NRNP/PRAC 6645 Assignment: Comprehensive Psychiatric Evaluation Template

NRNP/PRAC 6645 Assignment: Comprehensive Psychiatric Evaluation Template


CC (chief complaint): Suicidal ideation (SI) and self-injurious behavior (SIB).

HPI: Patient is a 15 years old Caucasian male with a, anxiety, mood instability, and SIB who presents to this outpatient treatment program as stepdown from inpatient where he was admitted for SI and SIB.

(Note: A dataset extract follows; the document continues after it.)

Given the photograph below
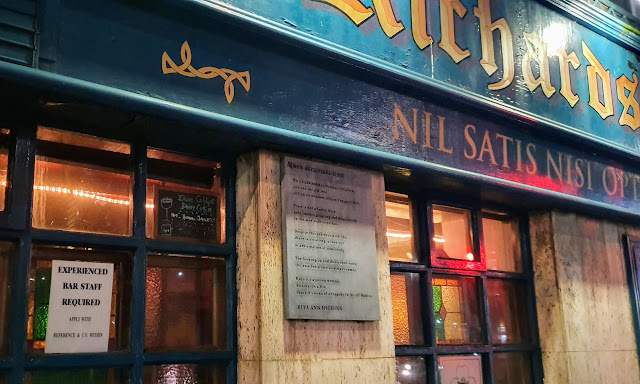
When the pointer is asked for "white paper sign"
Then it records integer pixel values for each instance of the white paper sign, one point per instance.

Patient reports SI since the age of 13 – 14 years old and was seeing a therapist twice a month. However, SI worsened in April 2021 at age 15 years old due to stress and anxiety related to school and relationship with girlfriend. Patient was brought to the emergency department (ED) for feeling unsafe at home due to identified method (cut wrist with a knife, overdose on medication, jump from a bridge) but no plan. At the time patient was taking Concerta for then recently diagnosed ADHD. However, Concerta was ineffective and possibly caused loss of appetite. Patient was hospitalized in inpatient psychiatric unit from 4/7/2021 – 4/27/2021 and attended intensive outpatient (IOP) treatment from 4/28/2021 – 5/25/2021, and thereafter, continued traditional outpatient. On 8/15/2021, a day prior to school starting patient returned to ED for SI and laceration requiring sutures. Patient reports school starting was a major stressor especially due to ex-girlfriend going to the same school. Patient was admitted to inpatient psych till 8/24/2021. During this hospitalization patient disclosed being bisexual and parents appeared to have been understanding and supportive. Patient stepped down to partial hospitalization (PHP) as of 8/26/2021. Patient had multiple medication changes since his first inpatient admission in April 2021, however, reports no improvement. Patient reports depressed mood, anhedonia, loss of energy, poor concentration, feelings of hopelessness, irritability, and isolation. Patient reports getting at least 8 hours of sleep every night, however, he wakes up a lot. Patient also reports decrease in appetite, however, gained weight due to eating unhealthy and not being physically active. Per mother, patient used to be in a swim team but hasn’t been doing any physical activity lately. Per mother, patient has poor hygiene and showers once a week with reminders.

Patient currently endorsing symptoms consistent with a DSM5 diagnosis of major depressive disorder without psychosis (MDD), generalized anxiety disorder (GAD), social anxiety disorder, and attention deficit hyperactivity disorder (ADHD).

Past Psychiatric History:

  • General Statement: ‘I feel like taking my life and injuring myself.’
  • Caregivers (if applicable): Mother and father since patient is a minor. However, patient is independent to care for self.
  • Hospitalizations: Inpatient psychiatric admission 4/7/2021 – 4/27/2021, Intensive outpatient 4/28/2021 – 5/25/2021, inpatient 8/15/2021 – 8/24/2021
  • Medication trials: Concerta (ineffective), Zoloft (ineffective), Seroquel (hand tremors).
  • Psychotherapy or Previous Psychiatric Diagnosis: Patient was seeing therapist twice a month prior to first inpatient admission. History of depression, anxiety, and ADHD.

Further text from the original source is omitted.